There are many studies concerned SMARCA4 in tumors, particularly in undifferentiated carcinomas [14, 33], whereas the role of SMARCA2 has been neglected. SMARCA2 and SMARCA4 were all associated with poor prognosis in our study; however, after multivariate Cox regression analysis, only SMARCA2 was an independent prognostic factor. The independent prognostic role of SMARCA2 was also confirmed in our previous lung cancer study [34]. Given the histological and prognostic significance, we consider that SMARCA2 lost gastric adenocarcinoma may represent a unique molecular subgroup that merits further treatment targeting SMARCA2. Ideas for utilizing SMARCA2 in anticancer therapy are emerging, such as histone deacetylase (HDAC) inhibitors [35], Enhancer of zeste homolog 2 (EZH2) inhibitors [36] and synthetic lethality approach targeted against SMARCA2 ATPase domain or bromodomain [37].
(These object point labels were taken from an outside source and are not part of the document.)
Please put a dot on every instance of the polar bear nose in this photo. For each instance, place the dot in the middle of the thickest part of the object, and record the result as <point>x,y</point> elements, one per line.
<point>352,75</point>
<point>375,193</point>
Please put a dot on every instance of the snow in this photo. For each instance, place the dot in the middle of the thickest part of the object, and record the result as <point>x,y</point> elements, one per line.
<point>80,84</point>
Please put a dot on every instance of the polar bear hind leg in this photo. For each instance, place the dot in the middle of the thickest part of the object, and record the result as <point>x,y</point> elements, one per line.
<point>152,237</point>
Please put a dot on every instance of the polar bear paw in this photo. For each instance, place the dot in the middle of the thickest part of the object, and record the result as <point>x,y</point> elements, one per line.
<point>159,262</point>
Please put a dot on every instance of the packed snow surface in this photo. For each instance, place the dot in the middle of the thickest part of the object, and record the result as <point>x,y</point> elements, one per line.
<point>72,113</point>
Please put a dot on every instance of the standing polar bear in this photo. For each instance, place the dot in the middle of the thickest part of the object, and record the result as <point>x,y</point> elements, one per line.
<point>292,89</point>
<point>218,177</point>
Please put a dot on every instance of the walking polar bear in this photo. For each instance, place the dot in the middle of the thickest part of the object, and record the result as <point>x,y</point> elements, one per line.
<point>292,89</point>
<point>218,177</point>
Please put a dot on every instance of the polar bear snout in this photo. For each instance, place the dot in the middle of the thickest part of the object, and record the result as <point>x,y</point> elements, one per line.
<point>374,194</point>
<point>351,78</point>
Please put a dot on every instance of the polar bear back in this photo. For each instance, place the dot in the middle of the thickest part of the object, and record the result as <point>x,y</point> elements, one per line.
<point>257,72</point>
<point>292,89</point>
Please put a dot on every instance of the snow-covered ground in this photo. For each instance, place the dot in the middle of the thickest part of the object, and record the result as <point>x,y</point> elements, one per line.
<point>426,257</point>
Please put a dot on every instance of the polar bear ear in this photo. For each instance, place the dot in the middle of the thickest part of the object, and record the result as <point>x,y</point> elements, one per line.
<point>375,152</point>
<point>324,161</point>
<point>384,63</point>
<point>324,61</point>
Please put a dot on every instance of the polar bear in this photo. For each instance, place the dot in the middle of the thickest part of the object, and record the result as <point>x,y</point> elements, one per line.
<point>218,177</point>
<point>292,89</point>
Currently, the AJCC TNM staging system is essential for the prognosis of patients with gastric carcinoma [38]. However, some patients with the same TNM stage showed significantly different prognoses. Therefore, a more scientific predictive system is urgently needed. Here, we constructed a novel nomogram prognostic model that included T stage, N stage, M stage, age, chemotherapy information, and expression status of SMARCA2. The calibration was evaluated by the calibration curve, which reflects the consistency between predicted and actual survival probabilities. The discrimination ability was assessed by AUC, or C-index, reflecting the model's accuracy in discriminating individuals. Clinical utility was evaluated by DCA, reflecting whether the model could benefit patients by influencing the clinical decision. In addition, to increase sensitivity when comparing the predictive ability of two models, we applied NRI and IDI, which reflect the extent to which the prediction performance can be improved [39]. This study showed that the nomogram prognostic model outperformed the conventional AJCC TNM model in predictive consistency, discrimination, and clinical utility.

Conclusion

In gastric adenocarcinoma, the loss of SMARCA2 and SMARCA4 correlated with poor differentiation and led to a worse prognosis. We combined SMARCA2 with other well-established prognostic factors to develop a novel nomogram prognostic model and found that the new model outperformed the conventional AJCC TNM model in concordance, discrimination, and clinical utility. SMARCA2 is not only an independent prognostic factor but also an emerging therapeutic target, and testing for SMARCA2 is recommended for patients with gastric adenocarcinoma.